Dans la nuit du 12 au 13 juillet 1910, peu après l’arrivée du dernier train du soir en gare de Romans, un homme fut trouvé, sans connaissance et couvert de sang, à l’entrée de la rue Chevalier, tout près du point d’intersection de cette dernière avec la place Carnot.

On secourut le blessé dont l’identité fut vite établie. C’était un de nos compatriotes les plus connus, Marius Freney, épicier en gros, juge au Tribunal de Commerce. On le transporta à son domicile, place d’Armes, où les docteurs François et Dewars vinrent aussitôt lui prodiguer des soins. Par leur nombre et leur nature, les contusions que M. Freney portait sur tout le corps parurent singulières. Elles rendaient difficile l’hypothèse d’un accident mais on en était réduit aux conjectures.

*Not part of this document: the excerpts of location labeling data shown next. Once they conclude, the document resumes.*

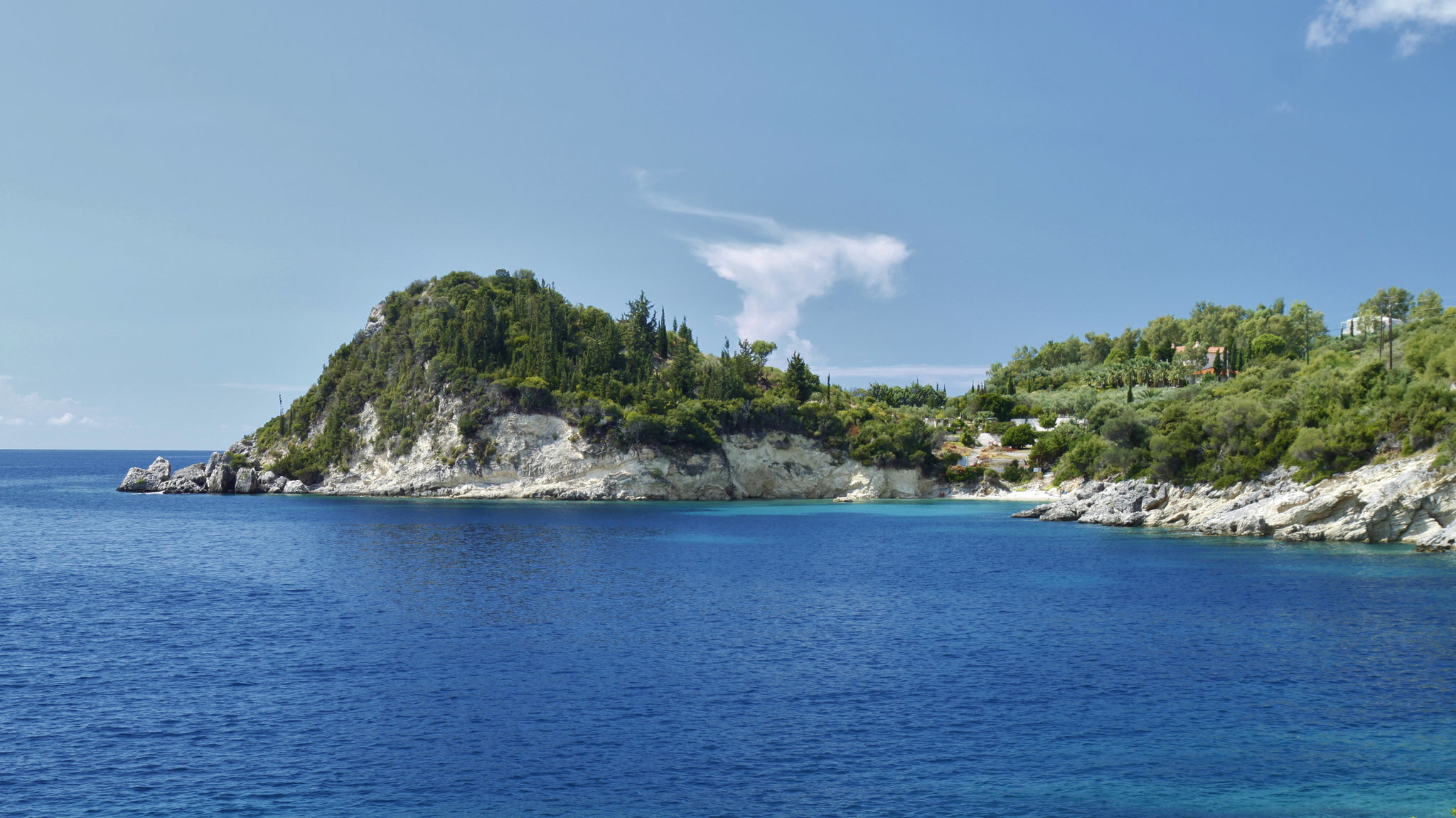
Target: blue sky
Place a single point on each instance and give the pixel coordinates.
(198, 203)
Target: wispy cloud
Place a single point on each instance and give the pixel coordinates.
(264, 386)
(18, 410)
(786, 267)
(1415, 21)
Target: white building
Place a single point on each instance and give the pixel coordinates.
(1361, 325)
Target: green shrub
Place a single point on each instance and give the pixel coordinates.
(1019, 437)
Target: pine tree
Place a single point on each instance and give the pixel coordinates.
(798, 381)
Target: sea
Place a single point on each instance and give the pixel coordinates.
(319, 657)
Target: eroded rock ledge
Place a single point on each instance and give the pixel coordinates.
(1398, 501)
(216, 477)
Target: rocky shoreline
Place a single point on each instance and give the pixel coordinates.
(216, 477)
(1403, 501)
(542, 456)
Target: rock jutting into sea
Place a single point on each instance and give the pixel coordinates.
(213, 477)
(1398, 501)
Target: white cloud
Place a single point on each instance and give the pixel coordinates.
(786, 267)
(1415, 21)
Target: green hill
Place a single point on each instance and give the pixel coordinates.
(511, 342)
(1229, 393)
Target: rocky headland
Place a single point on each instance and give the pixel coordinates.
(1398, 501)
(543, 456)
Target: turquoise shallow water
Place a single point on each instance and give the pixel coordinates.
(296, 655)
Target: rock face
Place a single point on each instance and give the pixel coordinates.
(1400, 501)
(149, 479)
(542, 456)
(244, 484)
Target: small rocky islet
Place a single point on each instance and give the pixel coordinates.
(215, 477)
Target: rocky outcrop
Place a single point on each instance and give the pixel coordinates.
(213, 477)
(542, 456)
(244, 484)
(1398, 501)
(149, 479)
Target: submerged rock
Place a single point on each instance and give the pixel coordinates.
(179, 487)
(196, 474)
(1401, 501)
(220, 479)
(146, 479)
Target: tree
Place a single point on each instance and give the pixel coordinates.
(1389, 304)
(798, 381)
(1267, 345)
(1308, 324)
(1428, 304)
(997, 405)
(1019, 435)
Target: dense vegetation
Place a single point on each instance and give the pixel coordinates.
(511, 342)
(1229, 393)
(1221, 396)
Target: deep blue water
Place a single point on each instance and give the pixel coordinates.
(297, 655)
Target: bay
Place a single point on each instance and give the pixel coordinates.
(301, 655)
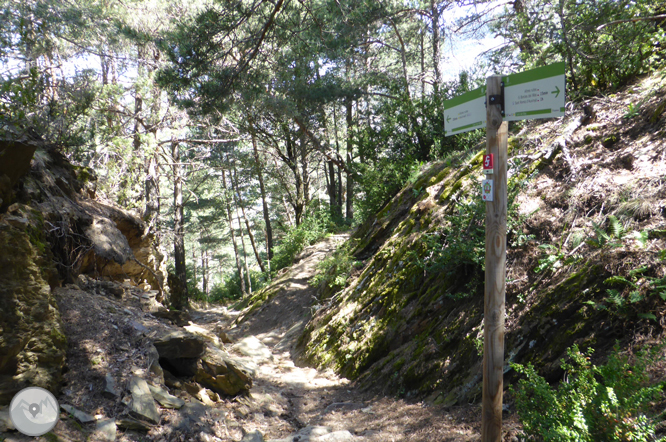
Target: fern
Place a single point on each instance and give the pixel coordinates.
(635, 296)
(615, 298)
(619, 280)
(615, 226)
(641, 238)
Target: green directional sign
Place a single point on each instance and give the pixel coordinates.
(537, 93)
(465, 112)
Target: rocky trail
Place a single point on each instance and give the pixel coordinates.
(119, 343)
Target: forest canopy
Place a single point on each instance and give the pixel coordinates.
(242, 130)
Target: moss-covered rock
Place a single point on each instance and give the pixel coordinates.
(413, 326)
(32, 341)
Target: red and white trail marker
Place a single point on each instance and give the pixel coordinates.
(488, 164)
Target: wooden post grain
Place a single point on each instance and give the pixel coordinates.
(493, 334)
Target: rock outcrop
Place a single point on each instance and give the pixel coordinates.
(50, 232)
(32, 343)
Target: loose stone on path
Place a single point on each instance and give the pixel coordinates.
(105, 430)
(143, 405)
(82, 417)
(164, 398)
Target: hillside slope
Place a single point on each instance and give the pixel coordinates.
(584, 264)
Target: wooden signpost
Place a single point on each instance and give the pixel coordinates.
(538, 93)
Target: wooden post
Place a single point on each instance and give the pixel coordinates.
(493, 334)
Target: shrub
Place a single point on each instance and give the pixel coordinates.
(333, 272)
(316, 224)
(593, 403)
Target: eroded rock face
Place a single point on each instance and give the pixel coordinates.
(32, 342)
(222, 374)
(15, 159)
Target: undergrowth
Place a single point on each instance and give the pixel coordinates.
(607, 403)
(457, 249)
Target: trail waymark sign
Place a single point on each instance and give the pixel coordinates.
(538, 93)
(465, 112)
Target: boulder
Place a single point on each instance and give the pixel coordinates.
(164, 398)
(179, 344)
(192, 413)
(129, 424)
(319, 434)
(143, 405)
(79, 415)
(32, 340)
(110, 389)
(254, 436)
(105, 430)
(222, 374)
(15, 157)
(254, 348)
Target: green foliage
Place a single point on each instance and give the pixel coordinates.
(457, 249)
(380, 183)
(593, 403)
(230, 288)
(599, 55)
(553, 258)
(632, 111)
(610, 237)
(334, 271)
(316, 224)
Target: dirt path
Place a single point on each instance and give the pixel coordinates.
(111, 330)
(287, 401)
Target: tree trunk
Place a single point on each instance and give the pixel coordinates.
(434, 10)
(422, 63)
(337, 191)
(247, 268)
(298, 204)
(349, 215)
(262, 189)
(239, 203)
(138, 102)
(204, 271)
(194, 268)
(181, 299)
(239, 267)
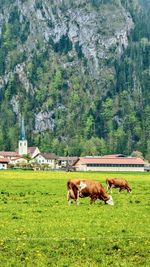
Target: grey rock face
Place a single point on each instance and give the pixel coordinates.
(95, 30)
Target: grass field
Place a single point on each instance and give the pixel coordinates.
(38, 228)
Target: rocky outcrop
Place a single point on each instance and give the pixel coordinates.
(93, 33)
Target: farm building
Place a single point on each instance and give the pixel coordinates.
(109, 163)
(65, 161)
(46, 158)
(8, 154)
(3, 163)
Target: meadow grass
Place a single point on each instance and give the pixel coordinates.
(38, 228)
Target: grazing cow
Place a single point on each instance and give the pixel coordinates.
(120, 183)
(87, 188)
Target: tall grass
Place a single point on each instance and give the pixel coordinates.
(39, 229)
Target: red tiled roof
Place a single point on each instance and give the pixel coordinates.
(68, 158)
(4, 160)
(110, 160)
(31, 149)
(113, 156)
(48, 155)
(9, 153)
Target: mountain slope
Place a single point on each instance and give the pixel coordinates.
(63, 66)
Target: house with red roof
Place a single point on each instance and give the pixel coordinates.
(109, 163)
(3, 163)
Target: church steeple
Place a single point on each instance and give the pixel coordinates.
(23, 144)
(22, 132)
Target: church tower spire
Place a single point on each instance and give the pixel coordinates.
(23, 144)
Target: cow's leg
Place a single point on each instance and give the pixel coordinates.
(77, 198)
(69, 197)
(93, 199)
(110, 188)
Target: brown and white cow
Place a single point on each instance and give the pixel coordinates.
(120, 183)
(87, 188)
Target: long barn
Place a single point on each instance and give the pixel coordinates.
(109, 164)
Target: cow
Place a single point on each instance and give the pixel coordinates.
(87, 188)
(120, 183)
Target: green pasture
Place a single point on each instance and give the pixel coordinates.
(38, 228)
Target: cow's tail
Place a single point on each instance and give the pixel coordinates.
(107, 183)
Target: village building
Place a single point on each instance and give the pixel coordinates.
(18, 160)
(49, 159)
(8, 154)
(65, 161)
(109, 163)
(4, 163)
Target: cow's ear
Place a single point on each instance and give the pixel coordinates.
(82, 185)
(110, 201)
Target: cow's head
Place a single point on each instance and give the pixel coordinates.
(110, 201)
(129, 190)
(82, 185)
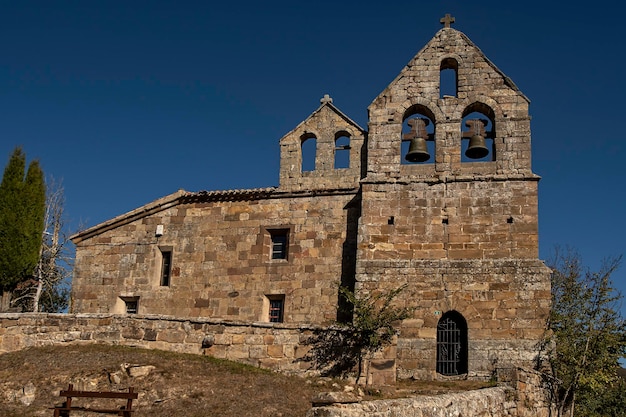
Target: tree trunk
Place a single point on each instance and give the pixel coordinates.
(5, 301)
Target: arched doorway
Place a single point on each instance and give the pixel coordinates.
(452, 344)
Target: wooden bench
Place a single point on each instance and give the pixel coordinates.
(67, 407)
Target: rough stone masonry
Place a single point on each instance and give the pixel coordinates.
(458, 227)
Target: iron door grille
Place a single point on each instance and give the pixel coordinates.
(449, 347)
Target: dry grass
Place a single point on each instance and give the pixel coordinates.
(179, 384)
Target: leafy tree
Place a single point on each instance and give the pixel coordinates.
(339, 349)
(48, 291)
(587, 335)
(22, 205)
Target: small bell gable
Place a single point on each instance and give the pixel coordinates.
(322, 152)
(473, 119)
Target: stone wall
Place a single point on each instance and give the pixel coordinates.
(520, 395)
(221, 263)
(272, 346)
(461, 234)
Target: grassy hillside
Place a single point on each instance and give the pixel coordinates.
(175, 384)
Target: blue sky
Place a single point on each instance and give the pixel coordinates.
(128, 101)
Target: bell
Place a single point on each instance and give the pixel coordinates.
(477, 148)
(418, 151)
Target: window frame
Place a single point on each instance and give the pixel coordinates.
(165, 271)
(279, 236)
(129, 302)
(276, 303)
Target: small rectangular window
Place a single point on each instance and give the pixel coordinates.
(132, 305)
(166, 267)
(279, 243)
(277, 308)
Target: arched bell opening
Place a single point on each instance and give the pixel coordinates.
(452, 344)
(308, 150)
(342, 150)
(477, 134)
(418, 136)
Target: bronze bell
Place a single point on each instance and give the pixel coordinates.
(477, 148)
(418, 151)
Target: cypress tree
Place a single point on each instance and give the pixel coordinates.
(22, 210)
(34, 203)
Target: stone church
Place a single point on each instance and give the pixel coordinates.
(436, 193)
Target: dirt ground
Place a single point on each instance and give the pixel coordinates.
(173, 384)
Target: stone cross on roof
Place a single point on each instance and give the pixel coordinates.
(446, 20)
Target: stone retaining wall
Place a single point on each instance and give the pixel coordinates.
(269, 345)
(520, 395)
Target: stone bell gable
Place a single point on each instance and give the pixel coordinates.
(337, 145)
(458, 227)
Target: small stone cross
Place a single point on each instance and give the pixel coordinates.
(446, 20)
(418, 128)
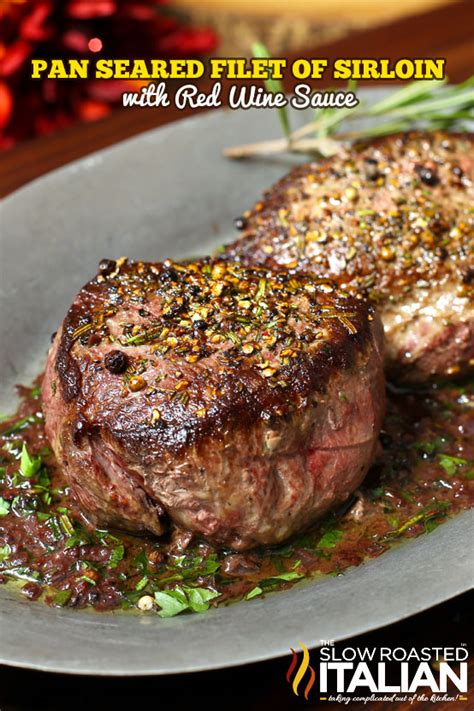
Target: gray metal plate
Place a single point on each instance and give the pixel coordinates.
(169, 193)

Au moment où on le ramenait chez lui, le blessé était sorti de son évanouissement mais à toutes les questions qu’on lui posa, il fit des réponses exagérément vagues. Et comme on le pressait de raconter les circonstances en lesquelles il avait été mis en si fâcheux état, il se contentait de dire : “Je ne sais pas. Je ne comprend pas comment je suis tombé là.” Cependant, dans la matinée, son état s’aggrava et vers trois heures de l’après-midi, étant en plein coma, il rendit le dernier soupir.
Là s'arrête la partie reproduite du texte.